Dataset - Seoul (Districts), South Korea Air Pollution

Website Data Location: http://kosis.kr/eng/statisticsList/statisticsListIndex.do?menuId=M_01_01&vwcd=MT_ETITLE&parmTabId=M_01_01&statId=1980006&themaId=#T_7.2

Structure:

  • Period – Date of air pollution measurement
  • 25 Seoul Districts – District of Seoul, South Korea

Imports

In [1]:
import numpy as np
import pandas as pd
import requests as req

from scipy import stats
from bs4 import BeautifulSoup as bs

Definitions

This function scrapes the webpage where the data is hosted and parses it out into a pandas dataframe

In [2]:
def scrapeWebpage(dataSoup):
    
    # Find the table that holds the data on the webpage
    dataTable = dataSoup.find("table", {'class': 'js-csv-data csv-data js-file-line-container'})
    
    # Find all the table rows of the data table
    dataTr = dataTable.findAll('tbody')[0].findAll('tr')[1:]
    
    # Parse all table rows into data rows for the dataframe
    dataRows = [[td.get_text().strip().replace('*', '') for td in tr.findAll('td')] for tr in dataTr]
    
    # Create dataframe from the parsed data on the webage
    airData = pd.DataFrame(dataRows, columns=dataRows[0]).drop(index=[0, 1]).reset_index(drop=True).drop(columns=[''])
    
    return airData

This function reformats the date column into a valid date format (month/year)

In [3]:
def reformatDate(airData):
    for i in range(len(airData['Measurement_Date'])):
        
        # Split the date into two parts for reformatting
        dateParts = airData['Measurement_Date'][i].replace('.', '').split(' ')
        
        # Reformat dateinto valid format and insert back into dataframe
        airData['Measurement_Date'][i] = str(int(dateParts[1])) + '/' + dateParts[0]
    
    return airData

This function reshapes the dataframe parsed from the webage to match the format of the CSV data from part 1 of this project

In [4]:
def reshapeDf(airData):
    tempDfList = []
    
    # This loop creates a list of temporary dataframes that each hold the data for each district of Seoul
    for col in airData.keys().drop('Measurement_Date'):
        newDf = pd.DataFrame(airData[['Measurement_Date', col]]).rename(columns={col: 'PM2.5'})
        newDf.insert(1, column='District', value=[col] * len(airData))

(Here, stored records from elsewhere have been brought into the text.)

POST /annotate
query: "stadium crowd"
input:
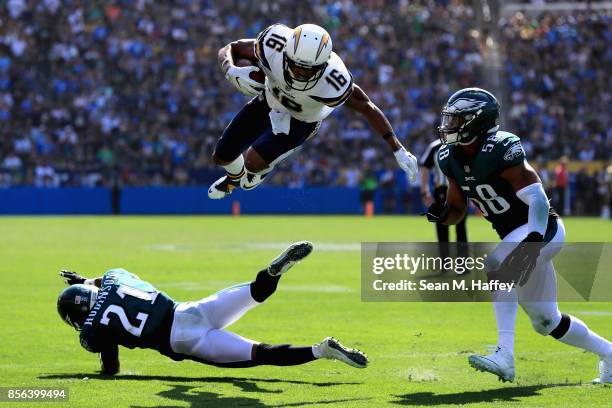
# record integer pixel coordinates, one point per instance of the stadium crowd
(128, 91)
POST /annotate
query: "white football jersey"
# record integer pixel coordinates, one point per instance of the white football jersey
(313, 105)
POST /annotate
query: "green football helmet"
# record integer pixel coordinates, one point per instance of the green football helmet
(75, 302)
(469, 114)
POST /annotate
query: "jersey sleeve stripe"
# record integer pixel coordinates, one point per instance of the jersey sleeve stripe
(259, 50)
(336, 100)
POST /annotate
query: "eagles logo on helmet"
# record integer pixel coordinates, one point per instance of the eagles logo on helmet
(469, 113)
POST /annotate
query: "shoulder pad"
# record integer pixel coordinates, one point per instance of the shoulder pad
(87, 346)
(505, 150)
(336, 84)
(275, 37)
(443, 159)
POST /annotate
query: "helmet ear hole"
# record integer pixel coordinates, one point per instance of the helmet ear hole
(75, 302)
(473, 113)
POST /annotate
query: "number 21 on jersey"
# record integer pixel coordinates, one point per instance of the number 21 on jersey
(122, 291)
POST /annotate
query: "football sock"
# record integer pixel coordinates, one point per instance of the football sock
(235, 169)
(264, 285)
(505, 305)
(282, 355)
(574, 332)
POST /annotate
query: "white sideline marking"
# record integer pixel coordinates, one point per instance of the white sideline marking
(593, 313)
(318, 246)
(259, 246)
(170, 247)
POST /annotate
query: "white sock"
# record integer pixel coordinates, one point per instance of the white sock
(579, 335)
(235, 168)
(316, 352)
(505, 305)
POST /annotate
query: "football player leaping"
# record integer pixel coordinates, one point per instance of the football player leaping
(488, 166)
(120, 309)
(305, 82)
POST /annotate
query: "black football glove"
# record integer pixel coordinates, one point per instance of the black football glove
(517, 266)
(437, 212)
(71, 278)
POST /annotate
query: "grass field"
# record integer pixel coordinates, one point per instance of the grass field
(418, 351)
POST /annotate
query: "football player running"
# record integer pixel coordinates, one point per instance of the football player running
(305, 82)
(488, 166)
(121, 309)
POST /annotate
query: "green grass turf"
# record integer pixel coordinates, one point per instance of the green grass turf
(418, 351)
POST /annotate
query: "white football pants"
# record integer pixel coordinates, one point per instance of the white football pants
(197, 326)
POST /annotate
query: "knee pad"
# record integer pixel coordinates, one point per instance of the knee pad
(544, 316)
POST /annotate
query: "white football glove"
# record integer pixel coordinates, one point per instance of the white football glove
(239, 77)
(407, 162)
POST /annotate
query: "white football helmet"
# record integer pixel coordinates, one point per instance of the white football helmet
(305, 56)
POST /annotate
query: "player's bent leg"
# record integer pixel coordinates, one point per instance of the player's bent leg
(227, 306)
(256, 170)
(243, 130)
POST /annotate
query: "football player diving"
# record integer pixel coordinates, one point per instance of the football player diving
(119, 308)
(304, 82)
(488, 166)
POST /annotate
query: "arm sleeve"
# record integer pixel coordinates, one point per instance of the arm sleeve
(427, 159)
(109, 360)
(511, 154)
(441, 158)
(534, 196)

        tempDfList.append(newDf)
    
    # Empty dataframe is created with new column names
    tempDf = pd.DataFrame(columns=['Measurement_Date', 'District', 'PM2.5'])
    
    # Loops through the temp dataframe list and appends them all into one dataframe
    airData = tempDf.append([df for df in tempDfList])
    
    # Populate and insert the Country and City columns into the dataframe
    airData.insert(1, column='Country', value=['Republic of Korea'] * len(airData))
    airData.insert(2, column='City', value=['Seoul'] * len(airData))
    
    return airData

This function applies a filter to the reformatted data to remove any outliers that might skew the data. The filter checks to make sure that the data in the data column(s) (PM2.5) is within -3 and +3 standard deviations away from the mean for that column.

In [5]:
def filterData(data):
    # The column(s) that hold numeric data
    dataCols = ['PM2.5']

    # This applies a filter to all the data columns of the dataframe:
    # * For each column, it first computes the Z-score of each value 
    #   in the column relative to the column mean and standard deviation.
    # * If the score is not within -3 and +3 standard deviations away from the mean for that 
    #   column, then the record is filtered out of the dataframe (thus removing the outliers)
    filteredData = data[(np.abs(stats.zscore(data[dataCols])) < 3).all(axis=1)]
    
    # This filter removes any data that is less than zero because
    # the measurement of pollutants in the air cannot go below zero
    filteredData = filteredData[(filteredData[dataCols] >= 0).all(axis=1)]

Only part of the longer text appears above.